Bobby Neu

Personal information
- Born: June 28, 1917
- Died: February 7, 1971 (aged 53) Elmhurst, Illinois
- Listed height: 6 ft 1 in (1.85 m)
- Listed weight: 170 lb (77 kg)

Career information
- High school: St. Mel's (Chicago, Illinois)
- College: DePaul (1936–1939)
- Playing career: 1939–1946
- Position: Shooting guard / small forward

Career history
- 1939–1941: Hammond Ciesar All-Americans
- 1944–1945: Pittsburgh Raiders
- 1945–1946: Chicago American Gears

Career highlights
- All-NBL Second Team (1941); First-team All-American – MSG (1939); Second-team All-American – MSG (1938);

= Bobby Neu =

American basketball player

Robert J. Neu (June 28, 1917 – February 7, 1971) was an American basketball player. He played four seasons in the American National Basketball League, a forerunner to the modern National Basketball Association (NBA).

Neu, who was of German descent, played high school basketball at St. Mel High School in Chicago, Illinois. He then played college basketball for hometown DePaul University, where he was an All-American in his junior and senior seasons.
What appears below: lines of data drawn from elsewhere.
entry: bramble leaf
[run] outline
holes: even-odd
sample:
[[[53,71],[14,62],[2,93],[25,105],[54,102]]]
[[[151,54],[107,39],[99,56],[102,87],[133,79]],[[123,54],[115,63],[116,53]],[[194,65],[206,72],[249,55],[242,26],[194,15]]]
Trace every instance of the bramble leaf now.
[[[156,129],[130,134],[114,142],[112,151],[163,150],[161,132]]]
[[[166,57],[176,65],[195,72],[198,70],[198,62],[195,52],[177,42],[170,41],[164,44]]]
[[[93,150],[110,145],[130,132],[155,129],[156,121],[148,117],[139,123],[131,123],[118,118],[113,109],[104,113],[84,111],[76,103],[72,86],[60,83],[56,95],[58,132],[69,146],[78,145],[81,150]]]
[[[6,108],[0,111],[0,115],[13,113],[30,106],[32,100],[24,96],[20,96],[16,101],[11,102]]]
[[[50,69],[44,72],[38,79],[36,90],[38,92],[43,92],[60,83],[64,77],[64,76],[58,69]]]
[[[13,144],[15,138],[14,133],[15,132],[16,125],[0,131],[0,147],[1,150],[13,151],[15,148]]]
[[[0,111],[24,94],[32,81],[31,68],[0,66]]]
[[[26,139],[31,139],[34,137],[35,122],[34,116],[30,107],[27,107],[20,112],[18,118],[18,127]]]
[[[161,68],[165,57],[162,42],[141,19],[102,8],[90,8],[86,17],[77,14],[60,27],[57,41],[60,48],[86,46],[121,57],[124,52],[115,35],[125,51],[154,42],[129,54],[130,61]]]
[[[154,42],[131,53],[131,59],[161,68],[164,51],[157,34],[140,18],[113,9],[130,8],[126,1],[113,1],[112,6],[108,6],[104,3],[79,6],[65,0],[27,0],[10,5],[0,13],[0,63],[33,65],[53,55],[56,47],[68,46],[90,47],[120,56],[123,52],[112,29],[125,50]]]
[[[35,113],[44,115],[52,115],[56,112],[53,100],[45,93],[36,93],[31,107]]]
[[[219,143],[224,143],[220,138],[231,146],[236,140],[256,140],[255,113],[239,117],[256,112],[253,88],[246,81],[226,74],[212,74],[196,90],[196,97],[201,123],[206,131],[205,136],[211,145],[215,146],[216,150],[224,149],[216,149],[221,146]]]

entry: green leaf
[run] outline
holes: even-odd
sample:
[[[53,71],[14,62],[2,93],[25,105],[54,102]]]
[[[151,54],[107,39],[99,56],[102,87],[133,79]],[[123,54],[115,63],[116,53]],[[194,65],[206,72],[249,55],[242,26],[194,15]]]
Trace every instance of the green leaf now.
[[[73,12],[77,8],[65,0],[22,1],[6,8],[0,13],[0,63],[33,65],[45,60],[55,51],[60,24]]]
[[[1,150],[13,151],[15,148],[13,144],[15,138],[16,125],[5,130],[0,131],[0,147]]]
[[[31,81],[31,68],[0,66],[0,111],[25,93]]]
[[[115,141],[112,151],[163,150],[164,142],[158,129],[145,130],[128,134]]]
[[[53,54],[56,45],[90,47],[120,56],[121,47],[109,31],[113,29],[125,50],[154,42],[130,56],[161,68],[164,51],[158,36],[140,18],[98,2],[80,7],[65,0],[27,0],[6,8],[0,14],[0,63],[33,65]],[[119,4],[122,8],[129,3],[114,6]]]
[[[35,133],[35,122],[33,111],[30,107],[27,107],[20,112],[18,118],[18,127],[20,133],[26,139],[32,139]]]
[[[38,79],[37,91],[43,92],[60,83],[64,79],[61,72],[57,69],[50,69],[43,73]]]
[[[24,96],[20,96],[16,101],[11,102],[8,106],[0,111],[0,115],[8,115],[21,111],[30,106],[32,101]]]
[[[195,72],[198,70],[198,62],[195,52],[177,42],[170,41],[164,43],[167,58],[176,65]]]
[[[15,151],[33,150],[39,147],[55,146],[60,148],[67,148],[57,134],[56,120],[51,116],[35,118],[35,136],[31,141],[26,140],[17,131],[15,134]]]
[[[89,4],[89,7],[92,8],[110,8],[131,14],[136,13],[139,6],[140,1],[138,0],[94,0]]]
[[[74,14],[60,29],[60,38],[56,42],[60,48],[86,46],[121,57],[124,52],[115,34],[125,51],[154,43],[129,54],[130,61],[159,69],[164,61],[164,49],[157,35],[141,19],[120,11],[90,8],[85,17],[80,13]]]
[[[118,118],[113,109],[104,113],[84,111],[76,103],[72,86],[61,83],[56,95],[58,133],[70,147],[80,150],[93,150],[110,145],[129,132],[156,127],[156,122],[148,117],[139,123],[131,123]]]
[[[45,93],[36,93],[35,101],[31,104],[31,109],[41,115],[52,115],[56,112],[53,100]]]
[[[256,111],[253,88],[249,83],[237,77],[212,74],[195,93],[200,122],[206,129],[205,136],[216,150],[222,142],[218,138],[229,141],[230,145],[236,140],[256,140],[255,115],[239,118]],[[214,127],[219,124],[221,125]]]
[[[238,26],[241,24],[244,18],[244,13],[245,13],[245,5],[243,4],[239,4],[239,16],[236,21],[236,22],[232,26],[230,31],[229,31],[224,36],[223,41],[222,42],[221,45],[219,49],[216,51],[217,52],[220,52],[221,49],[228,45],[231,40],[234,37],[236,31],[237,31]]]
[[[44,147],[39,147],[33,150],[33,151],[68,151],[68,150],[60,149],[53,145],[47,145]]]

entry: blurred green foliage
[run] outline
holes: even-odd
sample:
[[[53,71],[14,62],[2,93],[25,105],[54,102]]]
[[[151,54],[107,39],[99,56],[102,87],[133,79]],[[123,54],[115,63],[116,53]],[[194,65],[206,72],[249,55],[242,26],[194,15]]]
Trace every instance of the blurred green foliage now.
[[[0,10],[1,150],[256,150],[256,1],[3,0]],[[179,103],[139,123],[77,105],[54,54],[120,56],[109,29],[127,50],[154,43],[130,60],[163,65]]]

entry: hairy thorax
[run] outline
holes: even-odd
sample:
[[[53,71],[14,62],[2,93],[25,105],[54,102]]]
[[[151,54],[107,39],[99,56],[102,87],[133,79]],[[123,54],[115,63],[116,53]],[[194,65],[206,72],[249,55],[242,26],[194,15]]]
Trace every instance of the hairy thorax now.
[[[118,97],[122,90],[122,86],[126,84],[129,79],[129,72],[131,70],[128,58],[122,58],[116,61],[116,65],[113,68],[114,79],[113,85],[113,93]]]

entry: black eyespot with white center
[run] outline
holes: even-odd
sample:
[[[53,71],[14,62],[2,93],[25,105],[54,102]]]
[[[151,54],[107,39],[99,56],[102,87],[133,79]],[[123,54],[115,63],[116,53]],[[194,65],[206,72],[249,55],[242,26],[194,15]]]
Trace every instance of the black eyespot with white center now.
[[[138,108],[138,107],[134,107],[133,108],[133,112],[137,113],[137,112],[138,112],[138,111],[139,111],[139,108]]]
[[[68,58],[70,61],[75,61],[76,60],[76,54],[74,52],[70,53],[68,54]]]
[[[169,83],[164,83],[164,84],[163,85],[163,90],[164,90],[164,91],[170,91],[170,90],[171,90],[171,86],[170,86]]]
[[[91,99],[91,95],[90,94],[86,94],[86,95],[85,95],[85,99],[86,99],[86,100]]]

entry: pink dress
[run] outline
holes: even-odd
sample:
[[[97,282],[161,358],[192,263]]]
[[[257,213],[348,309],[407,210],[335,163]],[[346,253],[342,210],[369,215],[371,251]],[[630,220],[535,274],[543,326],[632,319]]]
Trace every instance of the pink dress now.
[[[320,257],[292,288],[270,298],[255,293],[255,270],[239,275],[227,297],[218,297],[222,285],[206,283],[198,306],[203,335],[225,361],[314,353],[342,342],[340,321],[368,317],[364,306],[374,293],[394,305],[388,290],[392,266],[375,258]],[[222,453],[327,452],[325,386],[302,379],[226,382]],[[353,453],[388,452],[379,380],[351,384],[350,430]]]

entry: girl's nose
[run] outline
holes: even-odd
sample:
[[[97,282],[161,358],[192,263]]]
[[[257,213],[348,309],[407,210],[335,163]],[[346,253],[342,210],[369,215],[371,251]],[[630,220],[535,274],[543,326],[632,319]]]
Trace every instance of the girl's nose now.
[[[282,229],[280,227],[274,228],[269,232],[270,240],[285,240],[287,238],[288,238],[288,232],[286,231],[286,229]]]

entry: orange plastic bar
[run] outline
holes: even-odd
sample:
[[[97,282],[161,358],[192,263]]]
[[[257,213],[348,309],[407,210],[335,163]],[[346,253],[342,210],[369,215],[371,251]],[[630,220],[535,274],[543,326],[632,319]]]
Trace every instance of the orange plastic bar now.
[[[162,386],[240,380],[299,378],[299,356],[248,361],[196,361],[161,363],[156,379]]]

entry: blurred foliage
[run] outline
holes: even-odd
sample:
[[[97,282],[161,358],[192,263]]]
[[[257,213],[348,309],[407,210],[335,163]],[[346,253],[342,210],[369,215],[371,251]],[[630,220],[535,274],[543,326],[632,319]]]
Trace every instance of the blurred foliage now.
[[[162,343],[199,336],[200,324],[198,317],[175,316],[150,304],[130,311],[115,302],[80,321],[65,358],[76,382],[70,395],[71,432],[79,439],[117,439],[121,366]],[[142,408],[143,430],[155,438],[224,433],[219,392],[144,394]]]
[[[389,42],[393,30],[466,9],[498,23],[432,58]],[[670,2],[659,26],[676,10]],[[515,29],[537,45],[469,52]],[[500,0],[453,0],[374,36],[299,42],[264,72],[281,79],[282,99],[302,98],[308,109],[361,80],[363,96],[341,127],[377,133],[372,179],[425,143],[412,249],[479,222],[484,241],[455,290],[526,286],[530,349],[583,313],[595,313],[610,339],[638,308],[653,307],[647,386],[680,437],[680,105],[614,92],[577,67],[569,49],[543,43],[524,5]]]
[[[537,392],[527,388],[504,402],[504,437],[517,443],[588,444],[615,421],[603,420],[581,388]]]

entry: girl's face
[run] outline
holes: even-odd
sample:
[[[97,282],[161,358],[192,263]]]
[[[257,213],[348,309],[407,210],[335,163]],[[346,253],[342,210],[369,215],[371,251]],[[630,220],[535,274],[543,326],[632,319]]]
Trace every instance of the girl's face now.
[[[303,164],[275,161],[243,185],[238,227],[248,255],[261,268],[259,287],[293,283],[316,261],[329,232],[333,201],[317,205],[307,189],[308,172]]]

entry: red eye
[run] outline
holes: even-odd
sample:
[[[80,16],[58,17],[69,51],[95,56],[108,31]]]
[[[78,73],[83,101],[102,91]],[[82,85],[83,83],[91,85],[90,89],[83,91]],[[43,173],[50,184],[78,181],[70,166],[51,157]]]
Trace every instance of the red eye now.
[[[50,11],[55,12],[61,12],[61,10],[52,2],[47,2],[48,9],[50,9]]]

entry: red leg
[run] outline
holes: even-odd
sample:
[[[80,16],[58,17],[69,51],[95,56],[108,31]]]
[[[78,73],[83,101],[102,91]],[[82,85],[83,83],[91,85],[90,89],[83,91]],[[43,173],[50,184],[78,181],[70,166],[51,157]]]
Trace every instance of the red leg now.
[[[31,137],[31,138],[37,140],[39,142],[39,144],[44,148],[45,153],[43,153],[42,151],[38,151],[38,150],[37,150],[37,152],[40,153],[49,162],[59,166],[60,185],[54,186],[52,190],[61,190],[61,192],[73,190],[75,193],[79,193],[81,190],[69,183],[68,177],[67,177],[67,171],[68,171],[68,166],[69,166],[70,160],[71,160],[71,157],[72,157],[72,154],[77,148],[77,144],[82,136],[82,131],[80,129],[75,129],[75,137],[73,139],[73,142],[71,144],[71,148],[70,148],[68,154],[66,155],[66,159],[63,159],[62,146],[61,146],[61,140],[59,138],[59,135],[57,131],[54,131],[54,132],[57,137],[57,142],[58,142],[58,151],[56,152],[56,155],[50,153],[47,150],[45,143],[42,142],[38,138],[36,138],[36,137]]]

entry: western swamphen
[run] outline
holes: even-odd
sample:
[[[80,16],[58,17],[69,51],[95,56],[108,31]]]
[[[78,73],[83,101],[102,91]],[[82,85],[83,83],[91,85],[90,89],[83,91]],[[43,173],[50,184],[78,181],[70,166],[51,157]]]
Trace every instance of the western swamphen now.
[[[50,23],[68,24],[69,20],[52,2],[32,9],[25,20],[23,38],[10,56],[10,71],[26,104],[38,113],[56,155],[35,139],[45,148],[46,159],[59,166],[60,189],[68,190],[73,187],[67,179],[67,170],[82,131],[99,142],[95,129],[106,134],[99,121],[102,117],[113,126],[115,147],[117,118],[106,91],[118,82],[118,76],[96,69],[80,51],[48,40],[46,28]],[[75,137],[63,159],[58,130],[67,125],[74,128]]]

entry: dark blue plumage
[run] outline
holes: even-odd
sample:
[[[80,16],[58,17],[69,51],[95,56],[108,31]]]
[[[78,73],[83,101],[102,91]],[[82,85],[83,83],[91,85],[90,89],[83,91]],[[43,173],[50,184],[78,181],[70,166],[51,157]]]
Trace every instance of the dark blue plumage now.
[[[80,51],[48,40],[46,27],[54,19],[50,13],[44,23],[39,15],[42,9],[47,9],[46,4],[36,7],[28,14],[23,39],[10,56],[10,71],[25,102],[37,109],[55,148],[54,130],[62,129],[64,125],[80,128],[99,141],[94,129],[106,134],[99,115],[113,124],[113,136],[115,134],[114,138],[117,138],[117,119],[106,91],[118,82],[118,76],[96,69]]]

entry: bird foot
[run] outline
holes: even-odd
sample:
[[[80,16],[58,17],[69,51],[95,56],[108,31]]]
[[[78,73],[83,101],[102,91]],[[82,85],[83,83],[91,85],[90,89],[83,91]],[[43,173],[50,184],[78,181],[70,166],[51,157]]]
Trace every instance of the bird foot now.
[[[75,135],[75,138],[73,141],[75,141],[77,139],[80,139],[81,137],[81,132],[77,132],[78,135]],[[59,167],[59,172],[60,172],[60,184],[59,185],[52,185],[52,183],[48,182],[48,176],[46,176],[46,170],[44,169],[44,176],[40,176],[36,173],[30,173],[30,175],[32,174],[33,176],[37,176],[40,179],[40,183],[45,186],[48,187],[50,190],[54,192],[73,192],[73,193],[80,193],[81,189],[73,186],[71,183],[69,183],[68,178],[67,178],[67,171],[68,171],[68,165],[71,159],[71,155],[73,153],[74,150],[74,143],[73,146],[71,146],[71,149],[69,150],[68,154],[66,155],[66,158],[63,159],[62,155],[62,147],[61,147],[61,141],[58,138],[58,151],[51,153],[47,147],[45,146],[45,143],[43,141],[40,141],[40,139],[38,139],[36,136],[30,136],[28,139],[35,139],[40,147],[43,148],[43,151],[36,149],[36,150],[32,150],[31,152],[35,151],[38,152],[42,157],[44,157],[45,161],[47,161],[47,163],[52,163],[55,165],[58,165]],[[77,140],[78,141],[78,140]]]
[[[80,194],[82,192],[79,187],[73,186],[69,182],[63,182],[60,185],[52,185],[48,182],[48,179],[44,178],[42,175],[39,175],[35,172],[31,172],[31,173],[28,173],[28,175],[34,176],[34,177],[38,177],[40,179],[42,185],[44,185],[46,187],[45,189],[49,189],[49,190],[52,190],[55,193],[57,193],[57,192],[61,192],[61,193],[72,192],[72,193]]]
Following his college career, he played professionally in the NBL. He spent two seasons with the Hammond Ciesar All-Americans, earning second-team All-NBL honors in 1941. He then spent three years in the military during World War II. Upon returning from the service, Neu played two more seasons in the NBL for the Pittsburgh Raiders and Chicago American Gears. For his NBL career, Neu averaged 6.7 points over 80 games.